In truth, a company’s value is determined by a compilation of factors such as the company’s sales, earnings, performance, market outlook, personnel, net book value and fair market replacement value of equivalent operating assets. But it can also be influenced by intangible assets like the company’s image, reputation and goodwill.
There are several approaches to valuing your business.
Balance Sheet Value
There are several balance sheet valuation methods, including adjusted book value, book value and liquidation value. The adjusted book value is determined by revising the asset’s book value to reflect the cost it would take to replace the assets in their current condition. This method requires the total values to be offset against the sum of the liabilities.
The book value considers the figures from the company’s financial records, as depreciated at the time of the sale. The book value can pose some difficulties for sellers, particularly if the seller has depreciated the assets too much to gain prior tax advantages.
The liquidation value is the amount that could be realized if all assets – equipment, furnishings and inventory – were sold separately. This value is typically much lower since it doesn’t consider a company’s intrinsic value.

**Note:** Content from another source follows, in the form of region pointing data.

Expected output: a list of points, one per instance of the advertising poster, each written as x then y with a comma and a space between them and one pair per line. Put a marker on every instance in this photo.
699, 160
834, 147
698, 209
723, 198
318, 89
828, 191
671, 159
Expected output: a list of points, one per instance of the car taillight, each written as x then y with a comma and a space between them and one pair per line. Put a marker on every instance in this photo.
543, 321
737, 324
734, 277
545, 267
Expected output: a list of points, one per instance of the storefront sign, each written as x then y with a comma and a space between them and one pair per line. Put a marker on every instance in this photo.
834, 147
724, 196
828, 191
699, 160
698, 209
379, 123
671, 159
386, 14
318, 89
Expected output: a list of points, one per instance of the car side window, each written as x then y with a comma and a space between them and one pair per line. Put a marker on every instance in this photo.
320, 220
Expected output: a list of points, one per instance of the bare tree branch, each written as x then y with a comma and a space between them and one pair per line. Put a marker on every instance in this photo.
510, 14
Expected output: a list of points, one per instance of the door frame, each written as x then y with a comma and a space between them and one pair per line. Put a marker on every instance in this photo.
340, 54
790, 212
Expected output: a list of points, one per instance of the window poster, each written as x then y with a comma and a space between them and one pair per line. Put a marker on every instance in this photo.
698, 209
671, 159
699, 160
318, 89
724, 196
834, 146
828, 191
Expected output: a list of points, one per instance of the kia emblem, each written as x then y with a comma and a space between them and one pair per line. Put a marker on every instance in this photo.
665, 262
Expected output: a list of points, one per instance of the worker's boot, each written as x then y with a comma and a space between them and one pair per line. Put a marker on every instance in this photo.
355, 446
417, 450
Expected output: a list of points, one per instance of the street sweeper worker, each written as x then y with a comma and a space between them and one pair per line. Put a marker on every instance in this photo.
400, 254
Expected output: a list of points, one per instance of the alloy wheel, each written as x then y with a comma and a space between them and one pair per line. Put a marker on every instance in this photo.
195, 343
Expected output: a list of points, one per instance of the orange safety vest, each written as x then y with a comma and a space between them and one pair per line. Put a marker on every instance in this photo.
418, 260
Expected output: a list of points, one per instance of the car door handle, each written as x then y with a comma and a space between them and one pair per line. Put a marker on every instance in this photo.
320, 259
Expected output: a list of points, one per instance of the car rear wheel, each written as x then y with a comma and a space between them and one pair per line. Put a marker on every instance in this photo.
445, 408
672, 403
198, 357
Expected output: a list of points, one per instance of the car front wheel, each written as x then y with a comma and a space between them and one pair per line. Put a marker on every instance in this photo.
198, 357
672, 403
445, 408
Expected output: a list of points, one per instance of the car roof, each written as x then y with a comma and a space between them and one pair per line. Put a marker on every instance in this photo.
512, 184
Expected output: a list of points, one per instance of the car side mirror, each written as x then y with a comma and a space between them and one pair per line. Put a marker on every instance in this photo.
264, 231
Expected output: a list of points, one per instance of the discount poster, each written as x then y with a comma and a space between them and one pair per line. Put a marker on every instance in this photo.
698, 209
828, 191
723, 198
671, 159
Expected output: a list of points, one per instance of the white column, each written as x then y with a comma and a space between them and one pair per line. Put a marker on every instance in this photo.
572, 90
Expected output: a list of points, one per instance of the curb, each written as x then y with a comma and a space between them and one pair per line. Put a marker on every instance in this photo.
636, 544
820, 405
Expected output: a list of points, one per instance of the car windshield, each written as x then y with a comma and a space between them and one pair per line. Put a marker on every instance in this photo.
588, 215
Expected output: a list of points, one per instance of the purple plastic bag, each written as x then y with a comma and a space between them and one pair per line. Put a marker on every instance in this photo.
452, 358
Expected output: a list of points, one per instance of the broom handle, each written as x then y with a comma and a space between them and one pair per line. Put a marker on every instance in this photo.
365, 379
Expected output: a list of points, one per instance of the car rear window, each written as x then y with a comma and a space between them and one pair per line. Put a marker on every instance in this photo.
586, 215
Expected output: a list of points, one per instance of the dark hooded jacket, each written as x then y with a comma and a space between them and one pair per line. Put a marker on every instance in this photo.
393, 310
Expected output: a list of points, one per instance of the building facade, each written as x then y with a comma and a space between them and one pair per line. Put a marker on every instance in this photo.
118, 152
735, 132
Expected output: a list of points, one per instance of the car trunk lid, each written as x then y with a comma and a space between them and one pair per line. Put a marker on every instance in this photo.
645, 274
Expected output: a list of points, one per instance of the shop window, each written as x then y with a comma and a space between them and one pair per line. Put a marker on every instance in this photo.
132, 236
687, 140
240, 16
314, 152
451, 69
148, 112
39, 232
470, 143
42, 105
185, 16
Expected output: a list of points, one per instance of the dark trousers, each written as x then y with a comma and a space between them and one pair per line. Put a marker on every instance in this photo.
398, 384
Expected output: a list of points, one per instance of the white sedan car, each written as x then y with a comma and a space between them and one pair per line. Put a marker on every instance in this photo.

The income approach takes into consideration the company’s level of earnings using a capitalization rate, discount rate or multiplier. Several income approach methods are frequently used. Each method requires a level of earnings and a conversion factor to translate the earnings into a company value. Selecting the proper level of earnings – after-tax, pretax, discretionary or cash flow – and matching it with the proper conversion factor – discount rate, cap rate or a multiplier – is critical to calculating a reasonable value.
The market approach sets a value based on the values of other businesses that have been sold. Setting the market value involves researching the sale prices for similar businesses in a geographic area. In some cases, however, finding a company that is similar in many ways to your company may be difficult.
Whatever your goal, you want a good advisor to help you assess the value of your company. Question your advisor on the effects of deal structure and how multiples are used. A business owner should never accept a computer-generated valuation or a one-size-fits-all approach when selling the business. And don’t be impressed by the person who presents the highest value – you may only be setting yourself up for failure during the sale process.